According to Duncan Graham-Rowe, writing in New Scientist, touchscreens could soon start poking back at you. Vibrations that produce a force field beneath your finger could create the sensation of dips and hollows on flat tablet computers like the iPad.
Haptic technology – used to communicate through a user’s sense of touch – has already found its way into mobile devices, says Ed Colgate, head of haptics at Northwestern University in Evanston, Illinois.
These devices tend to be quite basic, however, creating clicking sensations by vibrating the screen or even the entire device. A more sophisticated approach involves vibrating the screen in and out at ultrasonic frequencies, says Colgate. This means the amount of contact between the finger and the screen can be controlled and textures and edges can both be simulated by adjusting this friction, he says.

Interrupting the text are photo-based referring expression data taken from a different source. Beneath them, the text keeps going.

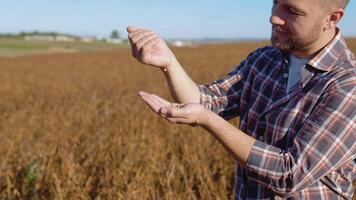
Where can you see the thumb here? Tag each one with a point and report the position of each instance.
(131, 29)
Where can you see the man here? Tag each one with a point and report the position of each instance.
(296, 101)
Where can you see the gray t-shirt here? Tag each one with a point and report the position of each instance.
(295, 67)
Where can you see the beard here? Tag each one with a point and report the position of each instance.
(291, 43)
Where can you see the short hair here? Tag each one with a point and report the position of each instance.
(337, 3)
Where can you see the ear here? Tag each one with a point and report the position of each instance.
(334, 17)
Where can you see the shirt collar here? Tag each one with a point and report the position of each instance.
(329, 55)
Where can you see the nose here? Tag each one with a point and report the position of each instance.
(276, 16)
(276, 20)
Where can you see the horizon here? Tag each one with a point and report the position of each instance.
(201, 19)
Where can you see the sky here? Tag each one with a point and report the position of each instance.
(171, 19)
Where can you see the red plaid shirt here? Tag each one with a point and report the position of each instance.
(305, 147)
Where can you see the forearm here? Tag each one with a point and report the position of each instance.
(236, 142)
(181, 86)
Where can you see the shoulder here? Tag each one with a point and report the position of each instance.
(265, 52)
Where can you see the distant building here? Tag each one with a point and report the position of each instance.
(63, 38)
(180, 43)
(49, 38)
(46, 38)
(114, 40)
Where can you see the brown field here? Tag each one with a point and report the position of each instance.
(73, 127)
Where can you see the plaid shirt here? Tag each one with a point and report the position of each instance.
(305, 139)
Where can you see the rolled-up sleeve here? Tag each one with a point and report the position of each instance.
(325, 142)
(223, 96)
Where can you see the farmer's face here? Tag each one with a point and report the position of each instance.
(296, 24)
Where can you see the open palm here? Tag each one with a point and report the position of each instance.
(148, 48)
(190, 113)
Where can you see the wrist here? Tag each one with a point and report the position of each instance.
(170, 65)
(206, 118)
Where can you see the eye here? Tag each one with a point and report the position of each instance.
(291, 11)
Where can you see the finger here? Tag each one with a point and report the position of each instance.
(161, 100)
(130, 29)
(139, 35)
(138, 40)
(177, 120)
(173, 112)
(143, 51)
(144, 54)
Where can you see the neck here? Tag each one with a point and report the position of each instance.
(315, 47)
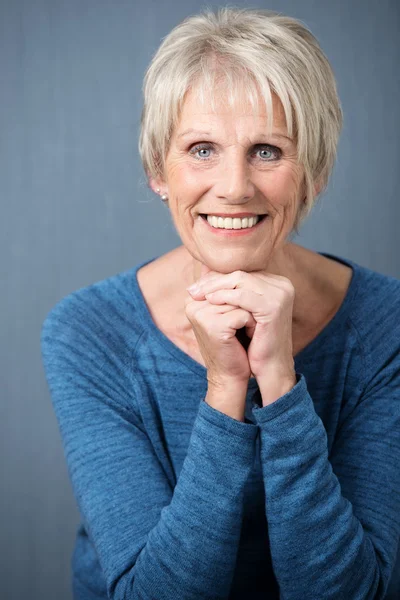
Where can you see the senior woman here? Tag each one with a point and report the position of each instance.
(239, 438)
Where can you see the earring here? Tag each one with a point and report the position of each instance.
(164, 197)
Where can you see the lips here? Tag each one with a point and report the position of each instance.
(235, 216)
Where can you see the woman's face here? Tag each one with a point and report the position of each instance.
(224, 162)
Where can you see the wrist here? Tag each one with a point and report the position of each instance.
(228, 397)
(275, 386)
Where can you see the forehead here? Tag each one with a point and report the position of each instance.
(201, 110)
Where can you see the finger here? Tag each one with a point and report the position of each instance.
(249, 300)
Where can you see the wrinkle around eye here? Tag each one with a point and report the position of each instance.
(207, 146)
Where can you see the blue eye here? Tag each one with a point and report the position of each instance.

The problem in these systems is that to get the desired effect your skin has to be moving over the surface. It won’t work if it’s stationary. Colgate’s solution was to superimpose lateral oscillations perpendicular to the vertical ones. “We discovered that if our lateral vibration was at the same frequency as the ultrasonic vibration then you could push the finger,” he says.
The result, besides allowing different textures and sensations to be created, is that the finger can be gently pushed across the surface so that it is coaxed into a particular position. The vibrations can be so slight the user barely notices them, but they stretch skin receptors in the user’s finger in the same way as if they were touching something with depth, fooling the senses into believing the surface is not flat. To the user it can feel like they are touching an indent in the screen, like the “home” button on an iPhone, for example.
Although the effect is still quite weak, this kind of technology has the potential to influence future touchscreens, says Vincent Hayward at the Institute of Intelligent Systems and Robotics at the Pierre and Marie Curie University in Paris, France.
Hayward tried out Colgate’s prototype at the World Haptics Conference in Istanbul, Turkey, in June. “It feels like the surface is coming to life under your fingers,” says Hayward. “And it creates the effect without having to move your finger.” This is particularly useful in a small, cluttered screen, he says.
At the moment the prototype merely creates the effect on a piece of glass, vibrating it at 22 kilohertz with an amplitude of less than a micrometre. “But there’s no reason why we can’t make it work in a touchscreen,” Hayward says.